World War II veterans, however, got more than indulgent treatment. Congress passed out: additional millions under the G.I. Bill of Rights; $2.6 billion in terminal pay; $30 million to buy automobiles for amputees--after a group of amputees marched into the House gallery and let their metal braces fall to the floor with a soul-withering clank. No one denied the people's debt to the veterans but many wondered whether Congress' treatment of them was always judicious.

Weeds & Seeds. In the reconversion field Congress let things grow pretty much as nature intended. It did lop off some Presidential wartime powers. Just as baffled as most U.S. people, it thrashed around in the undergrowth of price control, came up with a compromise OPA bill; no one has any idea whether it will live and bear fruit. Inexplicably it plowed under all effective housing acts. It also endorsed the silver bloc's raid on the Treasury, which will cost U.S. taxpayers plenty and further demoralize the currencies of China, India and Mexico.

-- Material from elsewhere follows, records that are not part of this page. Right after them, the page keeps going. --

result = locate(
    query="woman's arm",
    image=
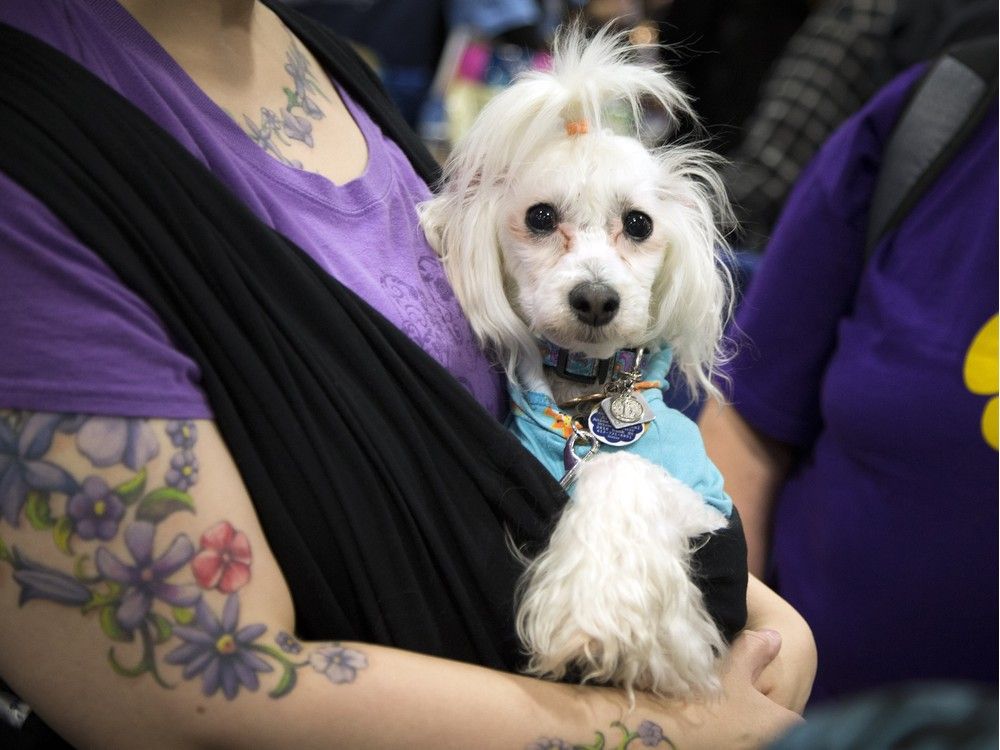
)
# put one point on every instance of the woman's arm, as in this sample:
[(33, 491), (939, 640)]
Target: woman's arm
[(787, 680), (753, 467), (145, 609)]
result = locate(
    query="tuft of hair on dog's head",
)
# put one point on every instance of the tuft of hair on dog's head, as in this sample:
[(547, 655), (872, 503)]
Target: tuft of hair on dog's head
[(593, 81)]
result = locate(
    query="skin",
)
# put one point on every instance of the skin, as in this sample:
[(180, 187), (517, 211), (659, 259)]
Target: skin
[(64, 665)]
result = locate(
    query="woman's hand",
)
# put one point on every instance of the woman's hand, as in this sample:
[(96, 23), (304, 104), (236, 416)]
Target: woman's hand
[(788, 678)]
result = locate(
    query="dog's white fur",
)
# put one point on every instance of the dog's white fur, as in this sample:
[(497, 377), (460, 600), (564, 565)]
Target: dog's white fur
[(611, 598)]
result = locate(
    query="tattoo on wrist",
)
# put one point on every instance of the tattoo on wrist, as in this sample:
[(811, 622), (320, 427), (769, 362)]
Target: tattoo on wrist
[(170, 609), (648, 734), (272, 130)]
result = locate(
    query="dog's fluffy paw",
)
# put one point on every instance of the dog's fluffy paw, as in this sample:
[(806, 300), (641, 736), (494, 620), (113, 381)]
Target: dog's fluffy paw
[(611, 599)]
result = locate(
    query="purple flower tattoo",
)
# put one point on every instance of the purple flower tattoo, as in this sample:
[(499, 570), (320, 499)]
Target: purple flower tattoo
[(21, 467), (337, 663), (108, 441), (182, 434), (288, 643), (219, 651), (183, 471), (650, 734), (297, 128), (95, 510), (145, 580)]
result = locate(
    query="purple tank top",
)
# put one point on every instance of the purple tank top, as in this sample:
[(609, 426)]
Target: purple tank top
[(77, 340)]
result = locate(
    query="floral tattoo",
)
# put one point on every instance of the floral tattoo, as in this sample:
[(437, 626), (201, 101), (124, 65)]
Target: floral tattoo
[(167, 602), (293, 122), (648, 733)]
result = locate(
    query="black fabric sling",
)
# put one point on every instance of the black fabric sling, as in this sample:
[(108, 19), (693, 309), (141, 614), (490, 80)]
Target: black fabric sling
[(385, 490)]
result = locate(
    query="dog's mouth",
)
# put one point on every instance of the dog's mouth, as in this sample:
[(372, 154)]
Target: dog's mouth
[(599, 342)]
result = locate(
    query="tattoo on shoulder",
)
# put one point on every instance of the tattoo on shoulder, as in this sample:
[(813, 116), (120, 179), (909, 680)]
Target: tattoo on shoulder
[(171, 608), (272, 130), (648, 734)]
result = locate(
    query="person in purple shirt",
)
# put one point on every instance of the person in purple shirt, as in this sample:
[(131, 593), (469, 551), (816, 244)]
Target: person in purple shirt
[(861, 442), (141, 598)]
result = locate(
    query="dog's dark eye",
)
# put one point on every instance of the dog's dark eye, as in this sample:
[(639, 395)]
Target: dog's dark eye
[(637, 225), (541, 218)]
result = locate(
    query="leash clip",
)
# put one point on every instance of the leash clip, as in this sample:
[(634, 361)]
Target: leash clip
[(572, 462)]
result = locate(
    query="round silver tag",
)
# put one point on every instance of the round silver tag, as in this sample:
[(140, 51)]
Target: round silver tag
[(626, 409)]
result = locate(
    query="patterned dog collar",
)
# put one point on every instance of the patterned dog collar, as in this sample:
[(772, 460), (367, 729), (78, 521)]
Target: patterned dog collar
[(583, 369)]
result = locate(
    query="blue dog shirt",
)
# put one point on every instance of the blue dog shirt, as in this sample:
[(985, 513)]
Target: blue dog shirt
[(672, 440)]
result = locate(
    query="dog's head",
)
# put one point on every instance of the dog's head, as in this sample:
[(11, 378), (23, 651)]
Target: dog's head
[(553, 224)]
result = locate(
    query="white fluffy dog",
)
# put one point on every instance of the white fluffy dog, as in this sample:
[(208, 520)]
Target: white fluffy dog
[(555, 228)]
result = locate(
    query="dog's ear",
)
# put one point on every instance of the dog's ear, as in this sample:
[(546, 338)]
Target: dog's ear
[(693, 292), (462, 226)]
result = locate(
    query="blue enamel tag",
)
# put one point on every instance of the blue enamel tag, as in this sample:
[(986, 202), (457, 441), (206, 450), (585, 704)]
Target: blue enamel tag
[(602, 428)]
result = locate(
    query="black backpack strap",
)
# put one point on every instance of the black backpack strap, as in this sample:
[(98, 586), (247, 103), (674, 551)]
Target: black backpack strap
[(947, 106)]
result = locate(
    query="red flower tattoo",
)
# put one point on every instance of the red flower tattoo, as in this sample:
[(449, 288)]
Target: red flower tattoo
[(224, 560)]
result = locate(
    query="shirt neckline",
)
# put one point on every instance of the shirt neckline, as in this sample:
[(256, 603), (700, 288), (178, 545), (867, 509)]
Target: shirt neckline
[(356, 194)]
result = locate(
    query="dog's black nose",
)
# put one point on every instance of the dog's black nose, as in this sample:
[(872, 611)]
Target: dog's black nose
[(594, 304)]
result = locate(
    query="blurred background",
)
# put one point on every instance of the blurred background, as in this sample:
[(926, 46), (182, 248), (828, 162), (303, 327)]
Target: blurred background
[(771, 79)]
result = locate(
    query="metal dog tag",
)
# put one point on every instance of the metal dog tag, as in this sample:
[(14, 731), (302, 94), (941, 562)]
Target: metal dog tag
[(627, 409), (602, 428)]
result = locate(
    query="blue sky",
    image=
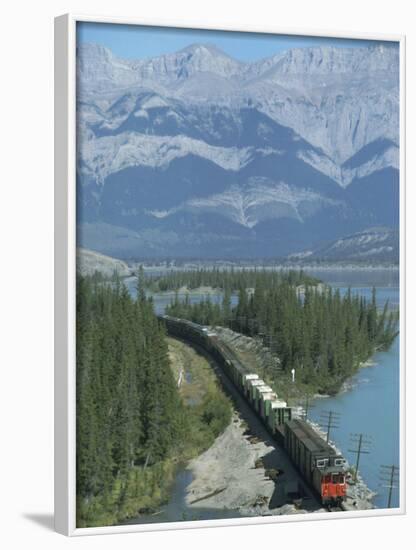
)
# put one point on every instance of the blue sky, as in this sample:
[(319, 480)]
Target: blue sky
[(135, 41)]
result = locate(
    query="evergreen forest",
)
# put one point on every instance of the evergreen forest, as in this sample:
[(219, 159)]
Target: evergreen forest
[(309, 326), (132, 427)]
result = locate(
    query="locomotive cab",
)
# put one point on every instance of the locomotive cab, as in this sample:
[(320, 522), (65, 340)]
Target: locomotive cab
[(333, 485)]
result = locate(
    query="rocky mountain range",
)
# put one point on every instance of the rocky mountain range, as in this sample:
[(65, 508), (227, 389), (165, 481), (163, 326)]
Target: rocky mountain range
[(196, 154)]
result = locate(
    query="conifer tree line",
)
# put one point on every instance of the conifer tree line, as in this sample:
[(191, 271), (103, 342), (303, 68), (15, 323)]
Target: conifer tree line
[(127, 403), (231, 279), (131, 424), (311, 328)]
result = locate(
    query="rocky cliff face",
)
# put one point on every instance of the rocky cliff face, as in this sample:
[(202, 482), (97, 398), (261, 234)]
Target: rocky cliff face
[(230, 159)]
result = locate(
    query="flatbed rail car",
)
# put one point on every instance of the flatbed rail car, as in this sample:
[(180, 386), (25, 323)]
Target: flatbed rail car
[(318, 463)]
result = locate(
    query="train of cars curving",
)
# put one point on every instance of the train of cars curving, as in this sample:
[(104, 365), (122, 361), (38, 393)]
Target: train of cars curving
[(320, 465)]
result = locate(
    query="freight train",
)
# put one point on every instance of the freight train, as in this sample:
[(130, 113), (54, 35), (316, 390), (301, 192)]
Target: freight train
[(320, 465)]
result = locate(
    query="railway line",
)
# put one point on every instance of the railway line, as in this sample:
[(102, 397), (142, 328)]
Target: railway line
[(320, 467)]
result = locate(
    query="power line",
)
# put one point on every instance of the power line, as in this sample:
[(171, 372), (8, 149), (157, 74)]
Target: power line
[(389, 475), (363, 443), (330, 420)]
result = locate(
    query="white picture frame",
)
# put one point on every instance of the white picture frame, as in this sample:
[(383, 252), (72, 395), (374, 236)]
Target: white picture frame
[(65, 265)]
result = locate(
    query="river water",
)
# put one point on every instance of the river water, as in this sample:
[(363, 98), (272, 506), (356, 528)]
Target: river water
[(369, 406)]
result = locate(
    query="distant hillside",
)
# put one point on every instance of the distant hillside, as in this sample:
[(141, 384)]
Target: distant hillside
[(376, 243), (88, 262)]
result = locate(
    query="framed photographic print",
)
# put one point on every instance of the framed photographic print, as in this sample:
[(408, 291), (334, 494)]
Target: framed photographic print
[(229, 280)]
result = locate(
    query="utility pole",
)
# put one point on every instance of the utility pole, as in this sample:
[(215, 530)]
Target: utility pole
[(389, 475), (307, 407), (362, 442), (329, 420)]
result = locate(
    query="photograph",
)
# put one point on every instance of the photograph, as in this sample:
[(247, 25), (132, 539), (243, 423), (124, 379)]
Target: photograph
[(238, 281)]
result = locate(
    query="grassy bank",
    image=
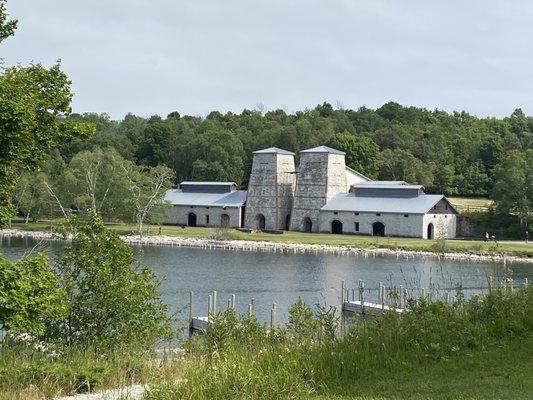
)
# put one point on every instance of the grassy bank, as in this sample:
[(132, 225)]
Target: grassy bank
[(480, 349), (481, 247)]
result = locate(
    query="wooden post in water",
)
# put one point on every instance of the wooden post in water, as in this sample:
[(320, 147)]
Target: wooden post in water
[(382, 295), (273, 316), (362, 295), (191, 298), (209, 303), (342, 293)]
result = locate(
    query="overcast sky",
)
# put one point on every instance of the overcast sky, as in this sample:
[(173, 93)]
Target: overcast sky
[(157, 56)]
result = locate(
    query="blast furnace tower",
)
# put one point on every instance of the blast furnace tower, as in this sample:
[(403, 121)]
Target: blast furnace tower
[(321, 176), (270, 190)]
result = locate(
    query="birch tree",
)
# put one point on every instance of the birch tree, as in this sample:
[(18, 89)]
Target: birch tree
[(147, 189)]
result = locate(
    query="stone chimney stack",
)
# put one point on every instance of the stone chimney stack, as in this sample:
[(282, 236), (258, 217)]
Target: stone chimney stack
[(321, 176), (270, 190)]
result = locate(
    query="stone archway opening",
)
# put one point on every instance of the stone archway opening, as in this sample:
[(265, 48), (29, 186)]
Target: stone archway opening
[(336, 226), (191, 219), (307, 224), (224, 221), (378, 229), (260, 222), (431, 232)]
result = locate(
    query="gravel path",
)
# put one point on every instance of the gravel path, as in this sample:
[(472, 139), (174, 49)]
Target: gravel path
[(134, 392)]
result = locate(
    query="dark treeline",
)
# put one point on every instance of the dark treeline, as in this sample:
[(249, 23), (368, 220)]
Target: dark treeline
[(455, 154)]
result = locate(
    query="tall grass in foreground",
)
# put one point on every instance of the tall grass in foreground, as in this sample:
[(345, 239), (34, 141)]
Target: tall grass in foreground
[(240, 359)]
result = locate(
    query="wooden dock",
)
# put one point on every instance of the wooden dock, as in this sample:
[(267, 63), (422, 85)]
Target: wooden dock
[(368, 309)]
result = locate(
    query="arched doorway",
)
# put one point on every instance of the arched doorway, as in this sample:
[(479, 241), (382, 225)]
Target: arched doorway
[(308, 224), (430, 231), (260, 221), (378, 229), (336, 226), (191, 219), (224, 221)]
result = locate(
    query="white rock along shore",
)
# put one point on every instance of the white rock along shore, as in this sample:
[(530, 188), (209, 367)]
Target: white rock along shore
[(277, 247)]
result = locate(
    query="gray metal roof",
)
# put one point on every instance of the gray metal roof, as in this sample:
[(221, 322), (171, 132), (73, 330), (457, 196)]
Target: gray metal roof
[(358, 173), (413, 205), (386, 185), (323, 149), (208, 183), (230, 199), (274, 150)]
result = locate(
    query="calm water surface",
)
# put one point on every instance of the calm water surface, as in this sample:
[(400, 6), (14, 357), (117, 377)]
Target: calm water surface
[(282, 278)]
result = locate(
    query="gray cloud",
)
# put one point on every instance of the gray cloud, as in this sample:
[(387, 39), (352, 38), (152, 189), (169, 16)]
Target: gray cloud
[(158, 56)]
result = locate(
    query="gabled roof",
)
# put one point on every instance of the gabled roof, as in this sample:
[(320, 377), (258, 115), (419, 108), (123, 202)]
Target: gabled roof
[(228, 199), (400, 205), (323, 149), (274, 150), (199, 183), (353, 171), (386, 185)]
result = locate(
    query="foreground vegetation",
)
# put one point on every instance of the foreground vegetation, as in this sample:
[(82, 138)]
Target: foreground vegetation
[(410, 356), (518, 248)]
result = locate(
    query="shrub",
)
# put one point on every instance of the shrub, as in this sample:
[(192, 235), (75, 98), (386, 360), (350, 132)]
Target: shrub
[(111, 303)]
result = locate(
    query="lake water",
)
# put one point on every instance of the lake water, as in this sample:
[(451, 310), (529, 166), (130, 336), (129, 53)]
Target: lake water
[(282, 278)]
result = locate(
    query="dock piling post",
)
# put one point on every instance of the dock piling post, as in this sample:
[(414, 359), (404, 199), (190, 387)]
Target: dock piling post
[(342, 293), (382, 295), (362, 295), (191, 298), (273, 316), (209, 304)]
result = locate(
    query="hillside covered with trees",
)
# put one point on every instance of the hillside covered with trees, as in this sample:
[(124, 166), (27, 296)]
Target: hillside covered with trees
[(456, 154)]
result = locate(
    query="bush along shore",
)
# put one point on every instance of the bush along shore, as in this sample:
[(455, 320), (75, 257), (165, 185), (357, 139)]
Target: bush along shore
[(284, 247)]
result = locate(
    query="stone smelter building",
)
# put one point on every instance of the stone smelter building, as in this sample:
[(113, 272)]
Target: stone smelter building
[(206, 204), (322, 195)]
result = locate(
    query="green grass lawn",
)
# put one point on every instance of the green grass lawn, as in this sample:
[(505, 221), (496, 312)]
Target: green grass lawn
[(504, 372), (516, 247)]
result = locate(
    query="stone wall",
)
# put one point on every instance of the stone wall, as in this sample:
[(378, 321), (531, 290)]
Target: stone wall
[(321, 176), (270, 190), (444, 225), (179, 215), (407, 225)]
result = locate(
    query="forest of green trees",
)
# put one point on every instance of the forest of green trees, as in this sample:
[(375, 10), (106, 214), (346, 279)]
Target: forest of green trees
[(454, 154)]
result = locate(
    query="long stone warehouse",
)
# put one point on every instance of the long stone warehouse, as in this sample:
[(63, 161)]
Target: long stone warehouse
[(322, 195)]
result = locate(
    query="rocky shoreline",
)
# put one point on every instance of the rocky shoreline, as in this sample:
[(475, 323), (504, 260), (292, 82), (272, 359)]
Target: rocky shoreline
[(277, 247)]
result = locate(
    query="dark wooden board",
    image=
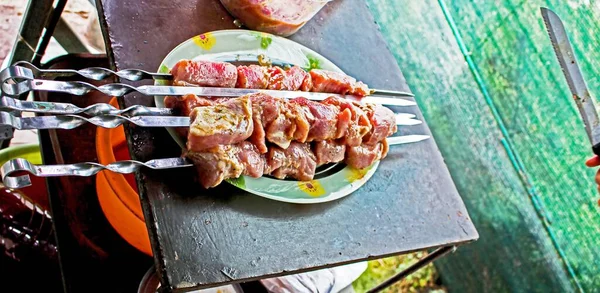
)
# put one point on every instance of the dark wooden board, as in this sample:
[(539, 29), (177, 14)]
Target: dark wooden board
[(206, 237), (93, 257)]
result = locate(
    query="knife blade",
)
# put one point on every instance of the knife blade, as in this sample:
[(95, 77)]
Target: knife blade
[(406, 139), (119, 89), (575, 80)]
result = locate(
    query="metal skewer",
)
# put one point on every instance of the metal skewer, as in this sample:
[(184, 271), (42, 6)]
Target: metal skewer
[(92, 73), (20, 165), (99, 73), (80, 88), (16, 105), (112, 121)]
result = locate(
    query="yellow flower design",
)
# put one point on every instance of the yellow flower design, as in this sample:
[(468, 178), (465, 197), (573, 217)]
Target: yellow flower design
[(312, 188), (205, 41), (356, 174)]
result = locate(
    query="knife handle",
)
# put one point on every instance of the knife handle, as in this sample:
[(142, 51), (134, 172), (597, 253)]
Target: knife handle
[(596, 149)]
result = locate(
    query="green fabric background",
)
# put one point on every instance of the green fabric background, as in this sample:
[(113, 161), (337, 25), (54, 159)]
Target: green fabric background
[(510, 134)]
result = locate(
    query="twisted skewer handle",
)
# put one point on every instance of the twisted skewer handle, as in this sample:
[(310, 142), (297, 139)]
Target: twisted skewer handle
[(94, 73), (81, 169)]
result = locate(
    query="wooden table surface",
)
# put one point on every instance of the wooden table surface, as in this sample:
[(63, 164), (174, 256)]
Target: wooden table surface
[(202, 238)]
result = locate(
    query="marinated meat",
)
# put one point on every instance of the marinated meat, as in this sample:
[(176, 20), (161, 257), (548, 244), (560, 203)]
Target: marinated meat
[(297, 161), (282, 121), (252, 77), (183, 106), (231, 161), (204, 73), (223, 74), (254, 163), (280, 17), (322, 119), (292, 79), (324, 81), (265, 110), (216, 164), (329, 151), (364, 156), (229, 122), (383, 124), (356, 124)]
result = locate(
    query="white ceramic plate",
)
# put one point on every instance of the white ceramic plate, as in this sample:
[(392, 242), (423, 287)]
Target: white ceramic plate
[(229, 45)]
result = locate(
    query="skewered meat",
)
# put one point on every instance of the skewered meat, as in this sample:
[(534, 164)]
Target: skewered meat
[(222, 74), (364, 156), (324, 81), (280, 121), (252, 77), (224, 123), (383, 124), (204, 73), (231, 161), (329, 151), (292, 79), (298, 161)]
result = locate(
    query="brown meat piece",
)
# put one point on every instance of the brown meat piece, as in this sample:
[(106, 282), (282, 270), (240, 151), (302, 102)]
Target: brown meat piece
[(325, 81), (329, 151), (217, 164), (297, 161), (292, 79), (252, 77), (364, 156), (356, 127), (323, 119), (383, 124), (229, 122), (204, 73)]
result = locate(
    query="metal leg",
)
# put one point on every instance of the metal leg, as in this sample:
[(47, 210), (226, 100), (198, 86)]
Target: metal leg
[(33, 24), (55, 17), (413, 268), (65, 36), (39, 20)]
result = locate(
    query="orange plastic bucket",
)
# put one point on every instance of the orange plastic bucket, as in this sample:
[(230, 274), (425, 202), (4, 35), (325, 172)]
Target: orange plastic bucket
[(117, 193)]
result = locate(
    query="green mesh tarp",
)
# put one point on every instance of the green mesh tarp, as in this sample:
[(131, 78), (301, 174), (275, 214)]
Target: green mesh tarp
[(486, 77)]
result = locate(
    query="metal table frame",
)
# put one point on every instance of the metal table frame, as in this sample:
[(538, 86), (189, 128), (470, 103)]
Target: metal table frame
[(42, 20)]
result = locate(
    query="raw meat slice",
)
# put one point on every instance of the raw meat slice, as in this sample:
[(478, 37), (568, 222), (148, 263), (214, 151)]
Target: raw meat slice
[(229, 122), (204, 73)]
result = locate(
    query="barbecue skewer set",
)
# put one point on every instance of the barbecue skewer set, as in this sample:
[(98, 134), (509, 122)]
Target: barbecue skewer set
[(238, 120)]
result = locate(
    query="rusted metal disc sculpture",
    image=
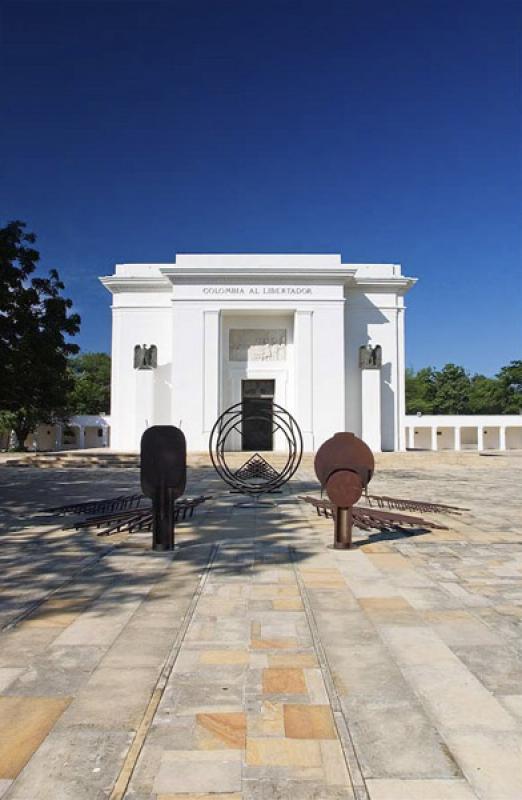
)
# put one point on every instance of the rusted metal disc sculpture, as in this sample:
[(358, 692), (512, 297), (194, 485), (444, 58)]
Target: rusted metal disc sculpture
[(344, 466), (256, 475)]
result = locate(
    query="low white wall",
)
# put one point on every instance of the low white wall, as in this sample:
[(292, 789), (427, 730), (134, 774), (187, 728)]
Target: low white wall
[(465, 432)]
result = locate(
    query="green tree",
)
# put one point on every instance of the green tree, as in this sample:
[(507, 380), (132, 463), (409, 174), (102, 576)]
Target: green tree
[(452, 390), (510, 379), (91, 393), (485, 396), (35, 323), (420, 390)]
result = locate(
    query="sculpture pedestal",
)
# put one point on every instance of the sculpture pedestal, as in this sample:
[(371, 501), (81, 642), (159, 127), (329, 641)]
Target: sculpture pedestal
[(371, 408)]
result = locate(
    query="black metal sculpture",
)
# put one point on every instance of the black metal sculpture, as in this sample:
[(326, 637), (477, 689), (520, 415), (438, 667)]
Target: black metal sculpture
[(163, 478), (256, 475)]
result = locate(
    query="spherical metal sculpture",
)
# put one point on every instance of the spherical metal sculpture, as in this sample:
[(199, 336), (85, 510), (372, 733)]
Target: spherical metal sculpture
[(256, 475)]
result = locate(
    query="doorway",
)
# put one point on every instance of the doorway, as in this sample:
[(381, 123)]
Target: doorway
[(257, 397)]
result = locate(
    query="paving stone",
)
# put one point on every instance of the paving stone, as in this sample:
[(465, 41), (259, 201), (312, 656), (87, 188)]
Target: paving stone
[(8, 676), (189, 771), (308, 722), (26, 721), (283, 752), (226, 730), (413, 789), (418, 632), (283, 681)]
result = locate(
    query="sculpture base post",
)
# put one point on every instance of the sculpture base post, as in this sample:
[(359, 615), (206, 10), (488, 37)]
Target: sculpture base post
[(343, 528), (163, 521)]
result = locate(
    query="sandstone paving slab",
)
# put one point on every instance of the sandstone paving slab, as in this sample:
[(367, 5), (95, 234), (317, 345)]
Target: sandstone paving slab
[(371, 606), (26, 721), (58, 671), (80, 763), (4, 786), (191, 771), (415, 789), (497, 667)]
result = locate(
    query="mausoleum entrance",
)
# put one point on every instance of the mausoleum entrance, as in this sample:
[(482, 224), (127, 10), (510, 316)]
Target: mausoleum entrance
[(257, 368), (257, 427)]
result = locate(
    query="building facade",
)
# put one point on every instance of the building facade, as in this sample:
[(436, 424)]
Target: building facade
[(191, 338)]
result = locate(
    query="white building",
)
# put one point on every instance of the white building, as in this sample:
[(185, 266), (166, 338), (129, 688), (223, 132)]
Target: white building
[(286, 327)]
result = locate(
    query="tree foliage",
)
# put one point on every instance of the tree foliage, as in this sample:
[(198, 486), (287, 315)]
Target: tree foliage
[(35, 325), (452, 390), (91, 375)]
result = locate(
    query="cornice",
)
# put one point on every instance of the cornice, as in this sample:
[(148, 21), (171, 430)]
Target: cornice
[(117, 284), (256, 274), (400, 284)]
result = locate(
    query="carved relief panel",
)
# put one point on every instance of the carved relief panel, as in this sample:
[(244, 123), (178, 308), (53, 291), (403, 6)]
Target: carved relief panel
[(257, 344)]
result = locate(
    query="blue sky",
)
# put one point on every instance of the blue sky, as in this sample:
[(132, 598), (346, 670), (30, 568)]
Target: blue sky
[(384, 131)]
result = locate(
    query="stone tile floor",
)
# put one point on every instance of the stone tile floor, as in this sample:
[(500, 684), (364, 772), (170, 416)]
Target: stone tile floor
[(257, 663)]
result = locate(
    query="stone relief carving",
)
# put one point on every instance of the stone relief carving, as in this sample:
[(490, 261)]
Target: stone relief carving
[(145, 357), (257, 345), (370, 357)]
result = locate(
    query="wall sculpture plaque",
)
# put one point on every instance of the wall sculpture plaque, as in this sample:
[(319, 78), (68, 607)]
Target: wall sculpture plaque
[(257, 344)]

Few long-range solutions to the nation's many problems were offered. Congress did pass the Case antistrike bill, but Harry Truman vetoed it. The Senate saved the country from one piece of ill-advised legislation when it killed the President's plan to draft strikers into the Army. Both houses passed a bill to streamline Congress. After one of their most earnest debates, they also set up an all-civilian commission to control atomic energy. Antilynching, anti-poll tax, fair-employment measures were lost in the weeds of filibuster.

Like old horses trotting for the barn, the two houses held their final sessions last week, adjourned and went home. Almost one third of the Senate and almost all the House members had work to do: they had to try to be reelected.